After proving to state authorities in trials at its proving ground in Madras, Oregon that the system really does work, Daimler has received permission from the Oregon department of transportation to begin testing on the open road.
In the first trials - ‘pairing’ in Daimlerspeak - the system will include just two Freightliner New Cascadia rigs, with the lead one being driven by a human, and the second following like a remote-controlled trailer, with a human driver on board but ‘hands-off’ unless needed.
Daimler Trucks North America president Roger Nielsen said at the North American Commercial Vehicle Show: ”We’re seeing growing customer interest in platooning. It’s not meant to replace drivers - it's designed to help drivers.

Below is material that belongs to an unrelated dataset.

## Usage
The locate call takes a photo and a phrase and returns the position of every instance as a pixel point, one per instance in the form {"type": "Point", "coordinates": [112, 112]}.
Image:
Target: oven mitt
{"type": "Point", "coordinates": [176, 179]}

“Right now, we’re driving Freightliners in pairs every day - when the world is ready for platooning, we’ll have a proven solution. I’ve driven one of our trucks in connected mode myself, and I was impressed.”
Truckmakers say connectivity and automated driving improve safety within the convoys, support drivers and enhance fuel-efficiency by enabling the convoys to close up tighter than would be safe - or legal! - with human drivers.
The system has been proven in Europe, notably by Mercedes-Benz trucks in the 2016 European Truck Platooning Challenge. Now Daimler Trucks North America is working with fleet customers to understand how platooning can improve fleet operations in terms of dispatch, logistics and even driver training, with a view to real-world testing, in everyday transport operations with large fleet customers, starting in 2018.
Daimler Trucks has already connected about 500 000 trucks around the world to the internet of things, and for the US tests, it’s combining Wi-Fi-based vehicle-to-vehicle communication with the existing Freightliner driver aids package, including adaptive cruise control, lane-keeping assist and active brake assist.
That enables truck operators to save fuel by slipstreaming, because vehicle-to-vehicle reaction times are now down to 0.2 or 0.3 seconds, while most human drivers can’t respond in less than a second. And since human error is responsible for 94 percent of US road crashes, according to the National Highway Traffic Safety Administration, proponents of platooning say it will help prevent accidents.
Nevertheless, the development of platooning - in Europe as well as in the United States - is as much about regulatory issues as it is about the technology, and Nielsen says that when the legal framework is in place, Daimler customers will be able to operate their vehicles in platooning mode.